The first step in taking your business from start-up to successful enterprise is creating a good business plan. In today’s post we discuss 5 very vital elements a good business plan should have for success.
A good business plan is key to startup success. It will take you from the initial stages of your business right through to becoming a well-established company. A business plan allows you to take a step back and look at the picture as a whole before getting knee-deep in the everyday operations. A good business plan defines your destination so you know where you’re headed every step of the way.
Unfortunately, many entrepreneurs attempt to draw a business plan up but end up failing miserably at the task. It doesn’t have to be this way though because if you break a business plan down then writing one certainly is possible – and very doable too!
The following 5 Key elements if present in your business plan will help you to turn your dreams into reality by giving you that all-important structure and template to establish the foundations for every aspect of the startup process.
1. Executive summary
An Executive Summary is an ingredient that distinguishes a good business plan from a great one. If you’ve never read a business plan before, then you might be wondering what the point of it is.

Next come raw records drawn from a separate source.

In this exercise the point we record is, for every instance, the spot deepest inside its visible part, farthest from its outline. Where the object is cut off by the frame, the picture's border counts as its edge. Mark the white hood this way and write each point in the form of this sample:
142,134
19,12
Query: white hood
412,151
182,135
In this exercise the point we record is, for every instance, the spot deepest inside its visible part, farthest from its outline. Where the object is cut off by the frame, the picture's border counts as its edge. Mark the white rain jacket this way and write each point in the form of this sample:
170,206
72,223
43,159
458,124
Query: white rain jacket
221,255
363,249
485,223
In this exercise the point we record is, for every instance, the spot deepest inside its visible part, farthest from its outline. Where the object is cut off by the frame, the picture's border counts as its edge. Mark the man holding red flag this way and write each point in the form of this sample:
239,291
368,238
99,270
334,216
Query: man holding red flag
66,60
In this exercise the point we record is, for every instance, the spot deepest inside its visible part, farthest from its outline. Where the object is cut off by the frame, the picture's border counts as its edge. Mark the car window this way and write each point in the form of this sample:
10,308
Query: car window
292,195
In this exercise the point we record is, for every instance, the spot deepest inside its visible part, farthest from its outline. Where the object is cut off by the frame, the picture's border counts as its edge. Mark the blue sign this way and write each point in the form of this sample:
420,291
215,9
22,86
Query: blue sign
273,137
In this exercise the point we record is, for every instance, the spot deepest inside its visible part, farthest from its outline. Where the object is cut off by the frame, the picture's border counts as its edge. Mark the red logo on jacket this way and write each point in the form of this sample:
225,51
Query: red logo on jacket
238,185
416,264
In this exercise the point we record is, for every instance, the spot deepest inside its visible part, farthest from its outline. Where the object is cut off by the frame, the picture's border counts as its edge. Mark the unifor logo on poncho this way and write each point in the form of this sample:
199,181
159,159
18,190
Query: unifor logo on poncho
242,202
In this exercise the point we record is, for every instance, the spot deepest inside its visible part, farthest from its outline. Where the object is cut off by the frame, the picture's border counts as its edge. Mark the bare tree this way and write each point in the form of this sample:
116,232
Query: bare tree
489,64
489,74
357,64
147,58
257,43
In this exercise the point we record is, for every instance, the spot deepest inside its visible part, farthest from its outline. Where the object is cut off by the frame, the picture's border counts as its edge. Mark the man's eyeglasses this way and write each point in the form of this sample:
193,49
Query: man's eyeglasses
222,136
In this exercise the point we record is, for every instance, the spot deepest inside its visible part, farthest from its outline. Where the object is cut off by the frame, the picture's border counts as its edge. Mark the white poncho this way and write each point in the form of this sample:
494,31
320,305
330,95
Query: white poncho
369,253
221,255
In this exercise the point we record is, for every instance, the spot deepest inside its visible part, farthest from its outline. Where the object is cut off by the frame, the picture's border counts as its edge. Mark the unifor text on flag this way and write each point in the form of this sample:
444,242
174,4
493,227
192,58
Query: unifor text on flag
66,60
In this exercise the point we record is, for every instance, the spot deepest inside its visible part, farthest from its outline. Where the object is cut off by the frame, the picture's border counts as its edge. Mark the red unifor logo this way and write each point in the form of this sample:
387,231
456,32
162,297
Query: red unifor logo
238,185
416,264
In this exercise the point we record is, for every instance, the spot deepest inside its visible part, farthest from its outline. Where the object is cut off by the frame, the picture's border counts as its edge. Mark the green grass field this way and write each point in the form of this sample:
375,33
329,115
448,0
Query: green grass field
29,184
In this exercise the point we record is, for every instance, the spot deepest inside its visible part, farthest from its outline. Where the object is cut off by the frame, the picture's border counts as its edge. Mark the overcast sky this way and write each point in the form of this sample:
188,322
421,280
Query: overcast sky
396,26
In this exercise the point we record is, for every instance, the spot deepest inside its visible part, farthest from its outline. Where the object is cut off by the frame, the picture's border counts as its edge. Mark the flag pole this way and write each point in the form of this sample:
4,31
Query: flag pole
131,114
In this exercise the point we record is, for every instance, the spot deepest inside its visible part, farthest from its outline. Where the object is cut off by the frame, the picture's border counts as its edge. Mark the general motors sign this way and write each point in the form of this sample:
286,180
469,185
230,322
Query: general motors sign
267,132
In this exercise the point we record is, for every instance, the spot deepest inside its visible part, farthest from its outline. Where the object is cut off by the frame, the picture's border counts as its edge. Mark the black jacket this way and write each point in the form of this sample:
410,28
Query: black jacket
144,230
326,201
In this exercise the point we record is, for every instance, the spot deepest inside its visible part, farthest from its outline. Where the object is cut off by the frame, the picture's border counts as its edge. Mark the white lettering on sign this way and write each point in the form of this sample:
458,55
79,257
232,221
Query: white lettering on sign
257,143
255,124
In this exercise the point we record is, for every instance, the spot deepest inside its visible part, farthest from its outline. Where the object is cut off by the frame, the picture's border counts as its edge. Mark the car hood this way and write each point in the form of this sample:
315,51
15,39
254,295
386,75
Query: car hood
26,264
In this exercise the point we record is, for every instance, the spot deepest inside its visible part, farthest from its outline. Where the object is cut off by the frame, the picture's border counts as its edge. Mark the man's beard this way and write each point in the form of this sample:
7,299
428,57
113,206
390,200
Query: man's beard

Business plans are big, long documents that outline the goals and strategies of your company and their expected organization into the future. An executive summary is the last opportunity you will have to make a solid first impression on investors, banks or employees.
Your executive summary should give the reader an overview of a company’s background, its opportunities in the market and how it solves the problem it intends to. it needs to be engaging, provide a sense of the market, and convincingly pitch the benefits of your product or service while meeting all the requirements of the reader most likely an investor.
2. Business description and processes
Instead of just writing a waffle-wrap copy for your business and calling it a day, consider ways to provide information to potential investors that will help them better understand your business.
Without a firm grasp on how your proposed business will function and the organization that will support it, you won’t be able to convince your target reader. You might also run into roadblocks when the time to start building out your business plan. You want to know where to start, how to grow and how to handle any obstacles that might arise.
Extrapolate on your Mission and Vision and put forward good reasons why you’re providing goods or services. Also describe your processes for providing services or manufacturing goods. And what sets your business apart from the rest. Make a good case for your business from an organizational standpoint – you want to come across as someone who has done their homework and is ready to hit the ground running.
3. Market research and strategies
A thorough understanding of the market is required to provide the basis of any strategic plans. Your business plan should outline the organized process for analyzing and adjusting to market conditions while being proactive with preparations for future changes and emerging opportunities.It must include the research, SWOT analysis, marketing strategy and review of finances, time management and financial forecasts that would help your business gain the competitive advantage in the target market.
4. Human Resources and Business Management
There are many aspects to a successful business, but one of the most important is your HR and business management plan. It is important you let your reader know you’ve hired the right people to help you keep the business running smoothly. Knowledgeable but creative people can also prevent disastrous situations which arise in companies which means less risk for the investor – making it one of the critical factors investors look at when evaluating prospecting business.
Furthermore, it is very important to have a solid health and safety plan in place. It is not enough to simply hire staff and give them responsibilities.A good business plan should contain a Workplace Health and Safety Management plan. Everything from fire safety and property damage, right through to employee retention and creating a culture that promotes a positive work experience. Remember, no one likes a negligent business owner. Certainly, no one wants to be associated with a business with a bad reputation, heavy fines and liabilities due to poor workplace health and safety reasons. A good system for management of WHS can help employers meet compliance, allow employees to understand their rights, and protect both the employer and employee against large fines. Include this in your business plan and you’re sure to impress investors.
5. Financial management
In order to successfully plan your business, the key financial components are critical to its success – your estimated sales revenue, total costs for starting, operation and maintenance; estimated number of employees that will be needed; a cut-off date to ensure business failure or survival; and a method of raising capital if need be.
Before you begin writing a business plan for your new venture, there is one element you must consider: financial projections. The key word here is projections. As a business owner or entrepreneur, you will never know exactly how things will turn out. The fact of the matter is, no one knows exactly how the economy will end up performing. Your best bet is to put together a business plan that takes into consideration various possibilities and gives you the best chance at either avoiding disaster or taking advantage of it. Without this, it is hard to know how much money you can afford, what challenges your business will face and how best to solve them.